The impact of ageing on monocytes and macrophages
Introduction
Ageing populations are becoming a global trend [1], however increasing lifespan is outstripping health-span. This results in people living longer with chronic health conditions adversely impacting on quality of life. Older adults are at increased risk of hospitalisation and death from primary infections such as influenza [2], reactivation of latent infections such as shingles caused by Varicella-Zoster virus (VZV) [3], and are often living with chronic inflammatory diseases such as type 2 diabetes and rheumatoid arthritis. Although four vaccinations (Influenza, tetanus-reduced diphtheria-acellular pertussis [TdaP], Pneumococcal, and Herpes Zoster) are recommended for older individuals (>65 years) in the UK, vaccine efficacy decreases significantly with age [[4], [5], [6]].
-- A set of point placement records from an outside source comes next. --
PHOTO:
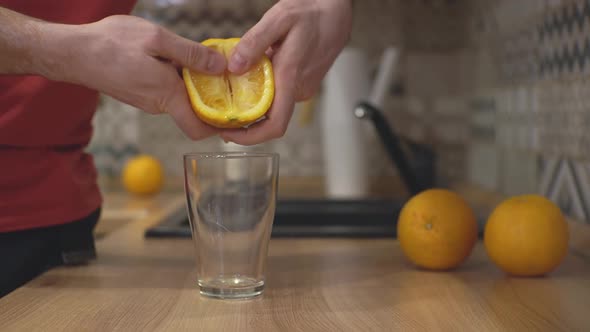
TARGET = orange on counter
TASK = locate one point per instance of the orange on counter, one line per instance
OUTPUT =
(143, 175)
(526, 235)
(228, 100)
(437, 229)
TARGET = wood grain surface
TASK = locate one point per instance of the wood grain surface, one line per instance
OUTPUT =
(140, 284)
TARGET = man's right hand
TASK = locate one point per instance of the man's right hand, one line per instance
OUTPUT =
(134, 61)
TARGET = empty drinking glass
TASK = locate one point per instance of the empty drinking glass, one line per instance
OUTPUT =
(231, 199)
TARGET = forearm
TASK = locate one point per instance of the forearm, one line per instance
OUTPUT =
(30, 46)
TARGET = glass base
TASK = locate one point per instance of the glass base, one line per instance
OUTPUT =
(231, 287)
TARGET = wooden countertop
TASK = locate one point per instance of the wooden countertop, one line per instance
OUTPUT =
(140, 284)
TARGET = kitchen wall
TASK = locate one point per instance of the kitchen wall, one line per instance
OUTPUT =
(497, 87)
(516, 76)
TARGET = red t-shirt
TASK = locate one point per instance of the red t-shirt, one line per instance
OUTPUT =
(46, 178)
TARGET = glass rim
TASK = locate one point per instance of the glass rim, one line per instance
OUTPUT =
(229, 155)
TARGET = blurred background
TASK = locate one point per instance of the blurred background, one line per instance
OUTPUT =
(497, 88)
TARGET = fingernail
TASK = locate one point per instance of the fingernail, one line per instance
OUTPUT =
(237, 63)
(216, 63)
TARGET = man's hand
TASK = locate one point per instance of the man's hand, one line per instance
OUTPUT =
(303, 38)
(126, 57)
(137, 62)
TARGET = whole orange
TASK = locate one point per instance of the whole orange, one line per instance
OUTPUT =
(526, 235)
(143, 175)
(437, 229)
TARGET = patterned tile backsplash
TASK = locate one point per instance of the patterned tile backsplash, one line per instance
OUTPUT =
(499, 88)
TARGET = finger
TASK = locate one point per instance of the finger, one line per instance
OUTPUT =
(282, 108)
(273, 26)
(188, 53)
(178, 106)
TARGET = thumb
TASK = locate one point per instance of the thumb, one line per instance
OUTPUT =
(273, 26)
(190, 54)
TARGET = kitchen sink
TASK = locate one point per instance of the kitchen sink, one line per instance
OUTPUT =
(312, 218)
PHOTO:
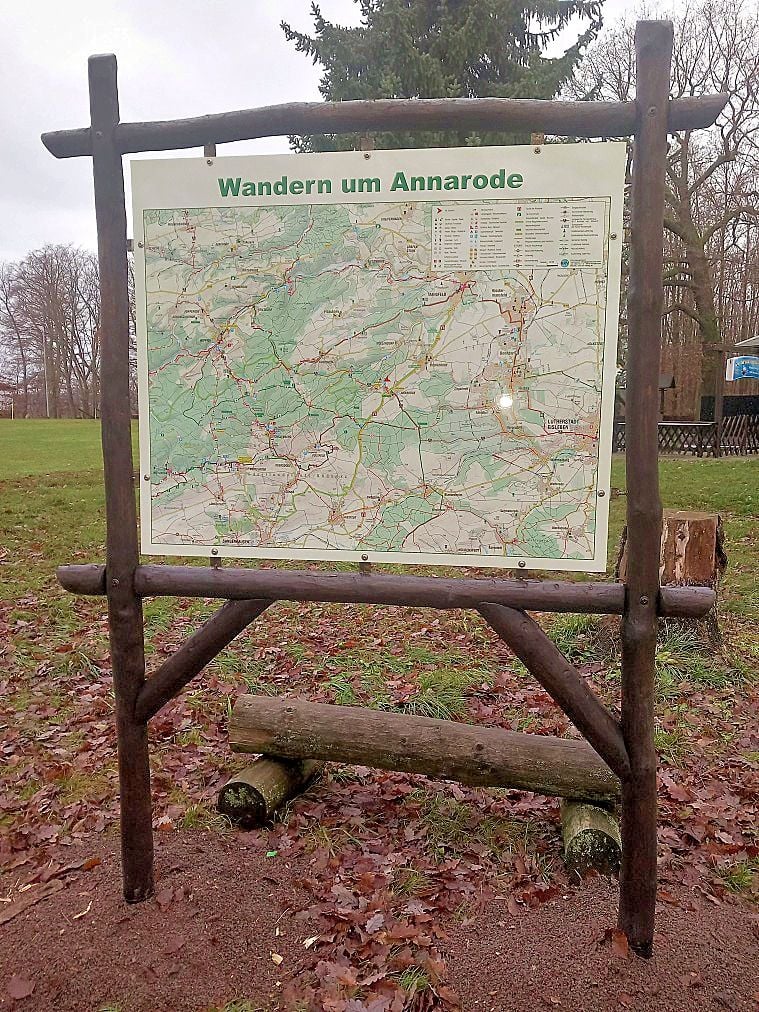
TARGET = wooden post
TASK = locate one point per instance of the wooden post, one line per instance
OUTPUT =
(121, 553)
(722, 364)
(639, 626)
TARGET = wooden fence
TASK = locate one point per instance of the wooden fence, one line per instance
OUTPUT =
(740, 437)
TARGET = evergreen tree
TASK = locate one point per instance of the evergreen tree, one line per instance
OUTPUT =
(442, 49)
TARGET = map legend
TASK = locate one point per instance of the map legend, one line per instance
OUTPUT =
(547, 233)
All these age-related changes suggest that there are alterations in immunity which result in poorer antigen-specific immune responses and worse vaccine efficacy. To date the majority of the research has focussed on the adaptive immune system which has been reviewed extensively [7,8]. Although T and B cell changes are important in ageing, there is clearly also a role for innate immune cells. In this review we discuss age-related inflammation and how monocytes and macrophages contribute to these inflammatory processes. We then focus on what defines monocytes and macrophages, then what changes occur in these cells with age, and how this underlies diseases commonly associated with ageing.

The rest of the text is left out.